Ellen Brown asked last month:
Under the TPP, could the US government be sued and be held liable if it decided to stop issuing Treasury debt and financed deficit spending in some other way (perhaps by quantitative easing or by issuing trillion dollar coins)? Why not, since some private companies would lose profits as a result?
Under the TPP or the TTIP (the Transatlantic Trade and Investment Partnership under negotiation with the European Union), would the Federal Reserve be sued if it failed to bail out banks that were too big to fail?
[U]nder the Netherlands-Czech trade agreement, the Czech Republic was sued in an investor-state dispute for failing to bail out an insolvent bank in which the complainant had an interest. The investor company was awarded $236 million in the dispute settlement.
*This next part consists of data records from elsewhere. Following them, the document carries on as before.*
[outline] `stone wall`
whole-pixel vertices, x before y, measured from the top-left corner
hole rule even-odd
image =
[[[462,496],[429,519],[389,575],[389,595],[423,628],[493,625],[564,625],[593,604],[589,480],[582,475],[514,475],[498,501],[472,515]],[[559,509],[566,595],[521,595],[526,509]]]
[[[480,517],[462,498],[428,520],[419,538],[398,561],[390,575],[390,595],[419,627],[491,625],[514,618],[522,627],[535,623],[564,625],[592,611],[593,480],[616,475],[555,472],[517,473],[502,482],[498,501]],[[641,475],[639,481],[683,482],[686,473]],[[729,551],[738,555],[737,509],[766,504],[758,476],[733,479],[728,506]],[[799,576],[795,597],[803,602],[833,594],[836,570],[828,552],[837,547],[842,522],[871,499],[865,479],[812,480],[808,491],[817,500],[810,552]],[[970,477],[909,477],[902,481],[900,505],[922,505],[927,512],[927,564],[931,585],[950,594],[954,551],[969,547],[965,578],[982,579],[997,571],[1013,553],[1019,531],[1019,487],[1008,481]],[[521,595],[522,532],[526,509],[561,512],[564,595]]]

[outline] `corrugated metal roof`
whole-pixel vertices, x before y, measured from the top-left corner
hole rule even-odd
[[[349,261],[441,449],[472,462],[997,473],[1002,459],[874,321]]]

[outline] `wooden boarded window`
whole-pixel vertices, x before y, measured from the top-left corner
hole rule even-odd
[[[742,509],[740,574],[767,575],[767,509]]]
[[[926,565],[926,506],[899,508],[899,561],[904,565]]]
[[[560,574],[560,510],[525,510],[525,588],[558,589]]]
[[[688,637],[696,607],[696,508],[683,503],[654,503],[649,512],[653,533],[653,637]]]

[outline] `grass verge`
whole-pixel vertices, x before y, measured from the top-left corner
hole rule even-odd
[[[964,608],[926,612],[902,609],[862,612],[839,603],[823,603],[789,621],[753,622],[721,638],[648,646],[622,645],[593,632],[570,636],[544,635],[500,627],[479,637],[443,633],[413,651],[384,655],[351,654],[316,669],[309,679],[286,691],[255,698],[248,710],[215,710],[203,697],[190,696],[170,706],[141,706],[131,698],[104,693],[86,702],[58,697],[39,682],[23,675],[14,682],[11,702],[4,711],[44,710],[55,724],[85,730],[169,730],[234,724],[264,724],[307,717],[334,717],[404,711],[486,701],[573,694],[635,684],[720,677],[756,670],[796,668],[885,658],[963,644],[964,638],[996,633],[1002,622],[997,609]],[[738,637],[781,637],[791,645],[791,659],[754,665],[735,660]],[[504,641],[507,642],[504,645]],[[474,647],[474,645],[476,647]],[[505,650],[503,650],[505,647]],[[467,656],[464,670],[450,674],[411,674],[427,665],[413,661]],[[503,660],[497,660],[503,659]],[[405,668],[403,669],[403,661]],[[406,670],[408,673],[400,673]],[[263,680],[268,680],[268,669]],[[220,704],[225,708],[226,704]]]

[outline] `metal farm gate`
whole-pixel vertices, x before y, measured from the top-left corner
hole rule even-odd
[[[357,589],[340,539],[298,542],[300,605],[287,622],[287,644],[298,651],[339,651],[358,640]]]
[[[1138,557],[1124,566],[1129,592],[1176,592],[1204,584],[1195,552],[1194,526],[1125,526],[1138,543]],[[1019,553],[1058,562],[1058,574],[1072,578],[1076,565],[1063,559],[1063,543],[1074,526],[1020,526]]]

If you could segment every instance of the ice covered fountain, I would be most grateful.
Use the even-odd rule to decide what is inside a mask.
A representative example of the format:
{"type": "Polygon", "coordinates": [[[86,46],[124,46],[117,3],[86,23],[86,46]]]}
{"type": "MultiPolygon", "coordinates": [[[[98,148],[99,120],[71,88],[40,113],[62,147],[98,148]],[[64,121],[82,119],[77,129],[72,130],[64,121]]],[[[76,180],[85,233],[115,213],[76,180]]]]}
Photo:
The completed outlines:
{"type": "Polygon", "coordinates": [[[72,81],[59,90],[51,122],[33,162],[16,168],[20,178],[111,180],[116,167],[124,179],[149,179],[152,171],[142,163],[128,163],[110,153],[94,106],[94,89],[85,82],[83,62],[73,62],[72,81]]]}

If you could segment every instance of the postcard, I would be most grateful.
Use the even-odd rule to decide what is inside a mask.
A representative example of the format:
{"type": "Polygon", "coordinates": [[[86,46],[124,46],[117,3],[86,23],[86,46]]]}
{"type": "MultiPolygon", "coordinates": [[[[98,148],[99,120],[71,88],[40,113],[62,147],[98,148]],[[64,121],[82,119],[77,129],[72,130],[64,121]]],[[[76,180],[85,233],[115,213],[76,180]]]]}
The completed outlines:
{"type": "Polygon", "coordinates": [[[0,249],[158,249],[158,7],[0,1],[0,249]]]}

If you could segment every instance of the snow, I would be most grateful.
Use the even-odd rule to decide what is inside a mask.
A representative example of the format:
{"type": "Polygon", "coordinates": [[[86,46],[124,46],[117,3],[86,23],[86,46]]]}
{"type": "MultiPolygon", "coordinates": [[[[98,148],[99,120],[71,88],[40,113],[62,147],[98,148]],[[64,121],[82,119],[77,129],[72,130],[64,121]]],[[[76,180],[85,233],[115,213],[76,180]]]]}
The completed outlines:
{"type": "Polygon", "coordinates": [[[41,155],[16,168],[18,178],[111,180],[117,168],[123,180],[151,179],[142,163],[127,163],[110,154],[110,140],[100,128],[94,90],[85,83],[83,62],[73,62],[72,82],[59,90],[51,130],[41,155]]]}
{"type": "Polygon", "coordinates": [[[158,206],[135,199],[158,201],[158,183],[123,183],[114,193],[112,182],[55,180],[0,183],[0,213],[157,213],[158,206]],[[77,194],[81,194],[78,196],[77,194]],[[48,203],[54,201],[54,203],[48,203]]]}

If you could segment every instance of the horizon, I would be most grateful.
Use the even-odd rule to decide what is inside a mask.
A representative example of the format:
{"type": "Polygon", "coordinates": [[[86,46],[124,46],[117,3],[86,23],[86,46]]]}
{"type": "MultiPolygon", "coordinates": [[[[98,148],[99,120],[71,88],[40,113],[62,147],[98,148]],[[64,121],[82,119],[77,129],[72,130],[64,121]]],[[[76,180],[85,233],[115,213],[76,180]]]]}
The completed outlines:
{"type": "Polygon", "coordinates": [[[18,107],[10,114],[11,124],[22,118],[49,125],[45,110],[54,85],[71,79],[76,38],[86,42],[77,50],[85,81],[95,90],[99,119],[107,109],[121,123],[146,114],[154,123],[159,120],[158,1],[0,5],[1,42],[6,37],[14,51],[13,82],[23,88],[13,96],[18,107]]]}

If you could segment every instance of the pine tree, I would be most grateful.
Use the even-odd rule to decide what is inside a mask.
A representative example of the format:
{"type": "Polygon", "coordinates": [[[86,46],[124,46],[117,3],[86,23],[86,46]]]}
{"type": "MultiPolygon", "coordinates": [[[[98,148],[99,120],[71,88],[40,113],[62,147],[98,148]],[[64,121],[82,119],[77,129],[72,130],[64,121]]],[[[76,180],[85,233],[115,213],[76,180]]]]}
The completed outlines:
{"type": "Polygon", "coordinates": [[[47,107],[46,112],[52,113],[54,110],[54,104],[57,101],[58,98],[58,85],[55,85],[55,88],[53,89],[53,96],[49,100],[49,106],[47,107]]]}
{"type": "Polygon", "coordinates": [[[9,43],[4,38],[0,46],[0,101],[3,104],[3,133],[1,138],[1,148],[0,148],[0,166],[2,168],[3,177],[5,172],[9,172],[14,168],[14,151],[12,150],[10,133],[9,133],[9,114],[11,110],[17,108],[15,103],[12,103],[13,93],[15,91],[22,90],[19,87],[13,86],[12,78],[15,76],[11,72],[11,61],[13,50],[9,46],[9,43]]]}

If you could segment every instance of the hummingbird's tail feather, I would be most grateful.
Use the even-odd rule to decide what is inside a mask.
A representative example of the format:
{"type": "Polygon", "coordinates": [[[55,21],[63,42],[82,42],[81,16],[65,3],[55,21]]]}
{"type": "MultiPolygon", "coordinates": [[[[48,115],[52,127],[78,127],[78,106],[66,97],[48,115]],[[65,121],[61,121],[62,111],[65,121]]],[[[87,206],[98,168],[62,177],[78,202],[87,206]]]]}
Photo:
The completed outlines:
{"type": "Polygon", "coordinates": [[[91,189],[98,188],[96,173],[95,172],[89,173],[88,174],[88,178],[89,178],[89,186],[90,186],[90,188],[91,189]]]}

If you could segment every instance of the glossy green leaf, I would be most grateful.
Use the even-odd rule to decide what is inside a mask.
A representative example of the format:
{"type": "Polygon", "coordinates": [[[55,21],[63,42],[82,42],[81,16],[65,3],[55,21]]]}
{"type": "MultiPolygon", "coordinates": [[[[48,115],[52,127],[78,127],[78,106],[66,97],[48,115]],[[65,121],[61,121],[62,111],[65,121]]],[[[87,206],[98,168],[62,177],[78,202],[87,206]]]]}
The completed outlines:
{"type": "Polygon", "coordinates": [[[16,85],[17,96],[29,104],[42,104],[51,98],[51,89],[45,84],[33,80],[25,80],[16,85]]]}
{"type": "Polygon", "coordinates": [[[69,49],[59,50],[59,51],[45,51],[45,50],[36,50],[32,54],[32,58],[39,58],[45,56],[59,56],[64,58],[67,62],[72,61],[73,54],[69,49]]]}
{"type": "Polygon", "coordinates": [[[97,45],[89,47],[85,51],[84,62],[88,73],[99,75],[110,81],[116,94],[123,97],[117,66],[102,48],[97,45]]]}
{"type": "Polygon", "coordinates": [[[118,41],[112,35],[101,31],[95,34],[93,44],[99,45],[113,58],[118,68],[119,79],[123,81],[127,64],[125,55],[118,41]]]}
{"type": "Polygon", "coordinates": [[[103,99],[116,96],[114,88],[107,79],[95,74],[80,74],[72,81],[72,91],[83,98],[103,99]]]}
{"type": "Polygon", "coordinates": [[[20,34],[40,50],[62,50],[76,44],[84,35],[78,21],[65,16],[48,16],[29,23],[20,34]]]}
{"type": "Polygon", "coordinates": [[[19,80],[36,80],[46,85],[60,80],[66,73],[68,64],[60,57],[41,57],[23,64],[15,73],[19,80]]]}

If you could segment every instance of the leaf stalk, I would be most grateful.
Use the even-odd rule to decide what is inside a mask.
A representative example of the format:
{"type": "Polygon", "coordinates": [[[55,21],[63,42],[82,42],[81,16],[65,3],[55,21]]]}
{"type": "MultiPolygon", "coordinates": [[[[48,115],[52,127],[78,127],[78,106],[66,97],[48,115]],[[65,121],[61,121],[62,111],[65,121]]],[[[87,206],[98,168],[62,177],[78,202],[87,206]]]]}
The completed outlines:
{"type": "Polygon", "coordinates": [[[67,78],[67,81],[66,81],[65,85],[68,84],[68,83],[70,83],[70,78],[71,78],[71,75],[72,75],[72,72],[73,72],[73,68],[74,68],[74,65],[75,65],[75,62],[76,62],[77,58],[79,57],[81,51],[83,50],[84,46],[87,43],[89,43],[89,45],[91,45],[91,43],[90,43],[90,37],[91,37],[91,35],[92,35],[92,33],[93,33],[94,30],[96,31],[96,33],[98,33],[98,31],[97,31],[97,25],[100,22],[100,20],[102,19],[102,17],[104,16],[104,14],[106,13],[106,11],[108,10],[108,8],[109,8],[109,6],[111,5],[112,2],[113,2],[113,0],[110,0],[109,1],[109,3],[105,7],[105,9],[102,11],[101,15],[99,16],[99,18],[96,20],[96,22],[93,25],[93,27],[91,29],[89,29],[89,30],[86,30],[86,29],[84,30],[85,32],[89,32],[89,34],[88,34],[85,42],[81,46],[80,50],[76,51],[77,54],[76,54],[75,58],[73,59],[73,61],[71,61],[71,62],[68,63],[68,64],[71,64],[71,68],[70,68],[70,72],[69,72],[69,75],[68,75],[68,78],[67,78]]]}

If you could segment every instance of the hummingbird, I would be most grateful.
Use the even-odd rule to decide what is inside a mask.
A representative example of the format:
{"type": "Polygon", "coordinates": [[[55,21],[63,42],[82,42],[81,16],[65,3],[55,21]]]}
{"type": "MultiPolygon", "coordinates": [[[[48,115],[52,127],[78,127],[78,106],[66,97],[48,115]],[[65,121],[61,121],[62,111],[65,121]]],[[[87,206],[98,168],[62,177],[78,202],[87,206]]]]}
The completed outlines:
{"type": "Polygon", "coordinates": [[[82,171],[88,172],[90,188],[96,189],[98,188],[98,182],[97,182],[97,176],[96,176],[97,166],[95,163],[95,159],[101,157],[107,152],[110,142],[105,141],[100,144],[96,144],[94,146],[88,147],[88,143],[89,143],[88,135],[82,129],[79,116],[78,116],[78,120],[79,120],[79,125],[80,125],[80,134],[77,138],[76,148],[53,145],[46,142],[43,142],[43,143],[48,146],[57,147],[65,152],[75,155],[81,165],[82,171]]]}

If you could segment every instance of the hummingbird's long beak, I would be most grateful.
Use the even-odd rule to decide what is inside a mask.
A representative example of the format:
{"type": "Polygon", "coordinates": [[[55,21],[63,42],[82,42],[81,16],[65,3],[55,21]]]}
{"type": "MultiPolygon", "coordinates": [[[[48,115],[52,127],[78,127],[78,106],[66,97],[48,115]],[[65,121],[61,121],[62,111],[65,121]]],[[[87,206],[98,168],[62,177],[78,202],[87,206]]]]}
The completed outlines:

What might the damages be, asks Firestone, if the Fed decided to let the Bank of America fail, and a Saudi-based investment company decided to sue?
Michael Snyder noted:
[TPP] would give Wall Street banks much more freedom to trade risky derivatives ….
We’ve all been proven right …
Specifically, Reuters reports today that Canada is trying to stop enforcement of America’s law prohibiting big banks from engaging in risky “prop trading” for the banks’ own gambling profit on Canadian debt:
The U.S. ban on its banks doing proprietary trading of Canadian debt likely violates an international agreement between the nations, Canadian Finance Minister Joe Oliver said on Wednesday, urging American lawmakers to adjust the so-called Volcker Rule.